Exports of fresh potatoes, including table-stock and chipping, were down 6 percent for the quarter but up 10 percent in September. The decline is largely caused by a 16 percent drop to Canada as the movement of raw potatoes for frozen processing was curtailed. Exports to target markets in Asia, Central America, and Mexico were either up or even with last year. Of note, the new year-round access to Japan resulted in a 306 percent increase, while the Philippines was up 30 percent, and Taiwan up 42 percent. Exports to Mexico held steady and were up 3 percent in September despite the significant negative impacts of the virus on this country.

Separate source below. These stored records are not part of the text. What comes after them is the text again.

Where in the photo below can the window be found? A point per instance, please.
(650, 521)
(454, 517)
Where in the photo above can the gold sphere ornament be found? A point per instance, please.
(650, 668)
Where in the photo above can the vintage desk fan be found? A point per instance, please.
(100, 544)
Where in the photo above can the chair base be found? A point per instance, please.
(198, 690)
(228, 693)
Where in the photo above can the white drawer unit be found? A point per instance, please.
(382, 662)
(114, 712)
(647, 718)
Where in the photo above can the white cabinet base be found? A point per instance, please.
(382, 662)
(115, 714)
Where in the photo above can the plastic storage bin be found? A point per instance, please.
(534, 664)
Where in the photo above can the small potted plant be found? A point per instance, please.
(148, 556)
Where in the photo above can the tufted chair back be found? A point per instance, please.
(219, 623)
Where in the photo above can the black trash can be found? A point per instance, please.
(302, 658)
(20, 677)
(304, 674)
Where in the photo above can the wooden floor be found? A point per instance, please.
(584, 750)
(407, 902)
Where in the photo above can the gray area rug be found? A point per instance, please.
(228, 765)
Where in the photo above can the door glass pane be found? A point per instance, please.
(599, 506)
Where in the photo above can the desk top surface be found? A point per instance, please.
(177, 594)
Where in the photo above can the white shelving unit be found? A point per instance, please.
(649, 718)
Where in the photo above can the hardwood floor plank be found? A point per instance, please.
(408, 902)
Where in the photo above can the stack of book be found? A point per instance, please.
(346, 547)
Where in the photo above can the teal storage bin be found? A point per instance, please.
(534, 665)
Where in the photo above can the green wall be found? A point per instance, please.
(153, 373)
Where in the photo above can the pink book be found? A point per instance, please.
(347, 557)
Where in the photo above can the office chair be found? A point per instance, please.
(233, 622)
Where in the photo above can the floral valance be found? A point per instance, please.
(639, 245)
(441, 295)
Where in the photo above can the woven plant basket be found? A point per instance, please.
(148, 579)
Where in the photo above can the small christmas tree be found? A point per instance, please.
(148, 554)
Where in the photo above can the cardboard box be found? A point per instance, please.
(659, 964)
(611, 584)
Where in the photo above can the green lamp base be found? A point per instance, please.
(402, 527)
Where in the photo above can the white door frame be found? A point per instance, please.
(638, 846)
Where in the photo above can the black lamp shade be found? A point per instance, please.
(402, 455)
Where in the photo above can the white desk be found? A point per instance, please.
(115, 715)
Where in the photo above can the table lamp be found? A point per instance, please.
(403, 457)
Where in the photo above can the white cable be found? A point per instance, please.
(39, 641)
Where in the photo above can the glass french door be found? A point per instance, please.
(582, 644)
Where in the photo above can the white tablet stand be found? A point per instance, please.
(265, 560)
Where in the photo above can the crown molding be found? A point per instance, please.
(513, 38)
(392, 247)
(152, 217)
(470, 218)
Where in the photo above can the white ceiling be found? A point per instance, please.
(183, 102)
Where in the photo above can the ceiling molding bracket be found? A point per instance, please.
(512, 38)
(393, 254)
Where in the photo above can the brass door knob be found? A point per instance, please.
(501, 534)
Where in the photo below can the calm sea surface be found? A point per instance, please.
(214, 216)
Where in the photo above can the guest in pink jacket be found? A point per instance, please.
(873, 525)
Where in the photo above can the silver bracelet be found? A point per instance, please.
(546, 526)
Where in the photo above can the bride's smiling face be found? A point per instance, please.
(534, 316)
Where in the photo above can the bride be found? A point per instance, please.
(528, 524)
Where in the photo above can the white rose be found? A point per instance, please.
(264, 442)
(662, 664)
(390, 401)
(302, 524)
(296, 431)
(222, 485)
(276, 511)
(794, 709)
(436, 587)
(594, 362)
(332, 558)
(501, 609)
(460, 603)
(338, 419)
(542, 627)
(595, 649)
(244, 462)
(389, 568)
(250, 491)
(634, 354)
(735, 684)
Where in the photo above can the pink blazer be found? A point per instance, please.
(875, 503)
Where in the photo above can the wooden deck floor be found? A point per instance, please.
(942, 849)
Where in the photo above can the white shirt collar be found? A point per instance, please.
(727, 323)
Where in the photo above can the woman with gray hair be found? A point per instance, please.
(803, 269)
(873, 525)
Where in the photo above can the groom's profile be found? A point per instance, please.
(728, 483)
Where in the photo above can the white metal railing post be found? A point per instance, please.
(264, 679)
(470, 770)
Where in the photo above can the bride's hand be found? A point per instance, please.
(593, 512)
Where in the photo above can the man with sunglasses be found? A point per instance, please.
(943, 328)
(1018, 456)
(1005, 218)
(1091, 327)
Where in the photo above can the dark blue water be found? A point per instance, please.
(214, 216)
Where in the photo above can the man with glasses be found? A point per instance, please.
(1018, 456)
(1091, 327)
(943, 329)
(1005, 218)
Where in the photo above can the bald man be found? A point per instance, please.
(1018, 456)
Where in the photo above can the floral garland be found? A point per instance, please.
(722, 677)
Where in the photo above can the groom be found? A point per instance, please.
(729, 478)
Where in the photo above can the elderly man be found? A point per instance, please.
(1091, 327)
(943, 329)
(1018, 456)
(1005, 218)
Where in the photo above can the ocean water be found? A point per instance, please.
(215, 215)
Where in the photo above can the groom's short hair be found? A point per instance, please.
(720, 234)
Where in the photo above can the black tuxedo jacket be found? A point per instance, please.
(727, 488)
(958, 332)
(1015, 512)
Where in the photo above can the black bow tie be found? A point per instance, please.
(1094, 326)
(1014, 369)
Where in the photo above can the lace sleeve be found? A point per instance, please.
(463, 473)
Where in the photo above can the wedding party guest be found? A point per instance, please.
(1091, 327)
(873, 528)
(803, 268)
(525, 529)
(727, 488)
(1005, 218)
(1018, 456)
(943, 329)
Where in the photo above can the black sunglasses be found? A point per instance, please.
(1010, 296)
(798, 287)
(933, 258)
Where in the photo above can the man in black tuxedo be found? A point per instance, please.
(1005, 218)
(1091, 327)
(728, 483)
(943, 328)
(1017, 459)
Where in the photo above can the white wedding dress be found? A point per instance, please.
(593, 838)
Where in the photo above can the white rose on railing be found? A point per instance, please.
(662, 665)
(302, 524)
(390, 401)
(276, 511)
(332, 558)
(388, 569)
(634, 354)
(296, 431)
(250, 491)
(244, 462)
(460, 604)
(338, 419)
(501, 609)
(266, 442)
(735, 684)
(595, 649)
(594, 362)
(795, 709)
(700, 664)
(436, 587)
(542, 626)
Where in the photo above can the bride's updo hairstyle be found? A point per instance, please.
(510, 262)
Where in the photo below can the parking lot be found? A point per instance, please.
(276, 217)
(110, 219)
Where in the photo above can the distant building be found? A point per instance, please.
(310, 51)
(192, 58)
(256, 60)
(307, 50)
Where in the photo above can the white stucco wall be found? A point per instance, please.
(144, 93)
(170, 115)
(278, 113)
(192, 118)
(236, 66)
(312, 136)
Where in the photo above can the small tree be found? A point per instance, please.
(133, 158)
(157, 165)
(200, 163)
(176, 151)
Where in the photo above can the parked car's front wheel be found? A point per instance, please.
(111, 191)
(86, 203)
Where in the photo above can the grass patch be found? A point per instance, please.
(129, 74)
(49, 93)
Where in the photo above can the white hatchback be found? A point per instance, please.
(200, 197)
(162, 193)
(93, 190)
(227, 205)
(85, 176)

Frozen exports were down 23 percent in volume; however, they were down only 14 percent in September, showing recoveries in some markets. Frozen exports to Mexico are still well above 2019 when the retaliatory tariff caused switches to Canadian and European Union products. The least impacted markets are Korea, up 2 percent, Taiwan, down 6 percent, and Japan, down 12 percent. The biggest impacts were in China, down 62 percent, Indonesia, down 71 percent, the Philippines, down 67 percent, and Vietnam, down 69 percent.
Dehydrated exports were down only 2 percent for the quarter and 5 percent for September. This reduction is more reflective of tight U.S. supplies than decreased demand. Some very positive results were recorded for Japan, up 19 percent, Korea, up 71 percent, Taiwan, up 16 percent, and Saudi Arabia, up 137 percent.